Indonesia 77 tahun bagi sebuah negara seharusnya sudah cukup untuk bisa membangun negara bangsa (character and nation buillding). Kalau pemimpin negeri ini, Presiden, MPR, DPR dan pengelola negara tidak mampu memastikan adanya jaminan kehidupan dan eksistensi politik komunitas minoritas dengan berpedoman pada simbol-simbol negara bangsa yang ada saat ini, maka saya mengusulkan PDIP dibubarkan.

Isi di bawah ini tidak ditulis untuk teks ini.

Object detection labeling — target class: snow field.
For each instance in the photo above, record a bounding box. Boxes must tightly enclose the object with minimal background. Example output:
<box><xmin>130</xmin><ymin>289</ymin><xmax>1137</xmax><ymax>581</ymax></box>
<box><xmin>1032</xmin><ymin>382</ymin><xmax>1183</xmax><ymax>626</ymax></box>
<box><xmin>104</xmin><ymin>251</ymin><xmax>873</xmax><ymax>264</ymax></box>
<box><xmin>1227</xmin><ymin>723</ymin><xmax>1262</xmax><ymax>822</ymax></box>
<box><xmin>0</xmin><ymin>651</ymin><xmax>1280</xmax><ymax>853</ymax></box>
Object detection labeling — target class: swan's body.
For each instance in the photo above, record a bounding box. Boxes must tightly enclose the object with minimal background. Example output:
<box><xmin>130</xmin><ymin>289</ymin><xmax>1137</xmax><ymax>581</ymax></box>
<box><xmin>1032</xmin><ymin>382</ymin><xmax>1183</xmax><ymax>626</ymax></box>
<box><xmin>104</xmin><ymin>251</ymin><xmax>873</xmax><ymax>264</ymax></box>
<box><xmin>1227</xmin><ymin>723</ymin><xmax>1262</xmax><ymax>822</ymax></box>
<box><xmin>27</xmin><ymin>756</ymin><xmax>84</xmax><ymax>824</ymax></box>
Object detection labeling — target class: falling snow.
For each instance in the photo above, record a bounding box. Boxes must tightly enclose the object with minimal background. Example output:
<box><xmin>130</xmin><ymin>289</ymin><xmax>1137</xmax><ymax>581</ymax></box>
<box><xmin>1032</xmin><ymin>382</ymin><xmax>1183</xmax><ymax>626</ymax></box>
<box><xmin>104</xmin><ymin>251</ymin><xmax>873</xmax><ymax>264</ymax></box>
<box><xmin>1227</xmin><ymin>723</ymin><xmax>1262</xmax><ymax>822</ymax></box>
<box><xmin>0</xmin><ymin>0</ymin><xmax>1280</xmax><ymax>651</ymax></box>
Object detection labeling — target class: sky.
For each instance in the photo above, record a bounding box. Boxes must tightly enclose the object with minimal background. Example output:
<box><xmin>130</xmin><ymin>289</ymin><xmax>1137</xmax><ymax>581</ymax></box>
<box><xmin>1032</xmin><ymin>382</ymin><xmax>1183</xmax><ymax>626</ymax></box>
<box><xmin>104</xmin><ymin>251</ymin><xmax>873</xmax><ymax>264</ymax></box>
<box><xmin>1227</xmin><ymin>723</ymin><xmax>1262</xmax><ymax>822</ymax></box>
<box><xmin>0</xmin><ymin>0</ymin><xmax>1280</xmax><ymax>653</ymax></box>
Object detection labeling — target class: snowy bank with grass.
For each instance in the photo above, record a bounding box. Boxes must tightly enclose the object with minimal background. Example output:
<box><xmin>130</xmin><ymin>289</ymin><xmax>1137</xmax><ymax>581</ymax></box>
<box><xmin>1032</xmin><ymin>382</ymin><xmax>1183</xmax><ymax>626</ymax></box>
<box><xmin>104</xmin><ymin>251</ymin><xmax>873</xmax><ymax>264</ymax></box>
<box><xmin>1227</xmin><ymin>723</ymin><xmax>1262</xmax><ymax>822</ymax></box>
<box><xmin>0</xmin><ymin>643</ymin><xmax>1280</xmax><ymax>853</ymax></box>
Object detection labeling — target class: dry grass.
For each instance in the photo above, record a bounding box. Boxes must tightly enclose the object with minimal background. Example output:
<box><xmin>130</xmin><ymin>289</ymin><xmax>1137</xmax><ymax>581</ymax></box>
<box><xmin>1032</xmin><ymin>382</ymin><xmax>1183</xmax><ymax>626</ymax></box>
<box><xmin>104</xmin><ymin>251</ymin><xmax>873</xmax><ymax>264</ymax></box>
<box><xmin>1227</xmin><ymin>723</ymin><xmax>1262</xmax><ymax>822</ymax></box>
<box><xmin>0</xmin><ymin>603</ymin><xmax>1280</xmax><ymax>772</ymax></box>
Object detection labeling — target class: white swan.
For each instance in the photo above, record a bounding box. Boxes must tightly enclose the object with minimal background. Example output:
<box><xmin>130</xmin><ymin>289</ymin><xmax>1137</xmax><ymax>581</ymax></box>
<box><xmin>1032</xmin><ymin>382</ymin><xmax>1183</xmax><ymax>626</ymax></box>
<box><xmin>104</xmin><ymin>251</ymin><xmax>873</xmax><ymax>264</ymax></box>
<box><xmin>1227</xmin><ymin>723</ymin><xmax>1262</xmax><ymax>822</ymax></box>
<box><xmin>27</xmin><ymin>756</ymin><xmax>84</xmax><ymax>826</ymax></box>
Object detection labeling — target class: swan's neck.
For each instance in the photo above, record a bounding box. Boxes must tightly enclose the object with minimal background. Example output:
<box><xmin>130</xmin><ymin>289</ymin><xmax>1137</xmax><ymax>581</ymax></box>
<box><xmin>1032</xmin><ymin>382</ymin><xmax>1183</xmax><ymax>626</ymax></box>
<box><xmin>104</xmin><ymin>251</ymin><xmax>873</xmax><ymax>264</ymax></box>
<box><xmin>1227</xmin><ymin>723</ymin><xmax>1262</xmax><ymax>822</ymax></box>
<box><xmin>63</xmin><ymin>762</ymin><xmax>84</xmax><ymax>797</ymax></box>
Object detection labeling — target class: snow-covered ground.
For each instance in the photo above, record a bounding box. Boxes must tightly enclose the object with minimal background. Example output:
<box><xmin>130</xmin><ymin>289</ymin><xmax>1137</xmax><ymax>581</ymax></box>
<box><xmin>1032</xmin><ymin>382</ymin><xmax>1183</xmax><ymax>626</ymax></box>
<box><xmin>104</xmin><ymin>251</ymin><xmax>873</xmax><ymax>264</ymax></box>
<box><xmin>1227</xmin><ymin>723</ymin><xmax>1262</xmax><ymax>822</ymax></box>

Saya mengusulkan bangunan Dasar Negara disesuaikan kondisi kekinian bangsa:
1. Pancasila tidak mesti dijadikan sebagai azas tunggal karena semua komunitas bangsa ini memiliki Azaz yang berbeda-beda. Ada yang berazas agama, ada yang berazas budaya, ada yang berazaz kepribadian suku dan bangsa di nusantara. Sudah saatnya membuka wacana (diskursus) Tuhan sebagai sumber kekuasaan atau sumber moral adalah hal yang mudah diperbincangkan, termasuk tuntutan akan adanya piagam Jakarta dan juga piagam Madinah.
Kemanusiaan yang adil dan beradab, istilah “adil dan beradab” itu kata kerja bukan kata sifat, sehingga tidak tepat dimasukan sebagai falsafah hidup (filosofiche groundslack). Persatuan Indonesia tercerai-berai dalam sektarianime dan etnisisitas, adalah fakta sosial yang tidak bisa ditutupi atau disembunyikan bahwa ada Islamophobia, Kristenphobia, Papuaphobia, Jawaphobia, Baliphobia sudah mulai tumbuh kembang dan menjamur dimana-mana.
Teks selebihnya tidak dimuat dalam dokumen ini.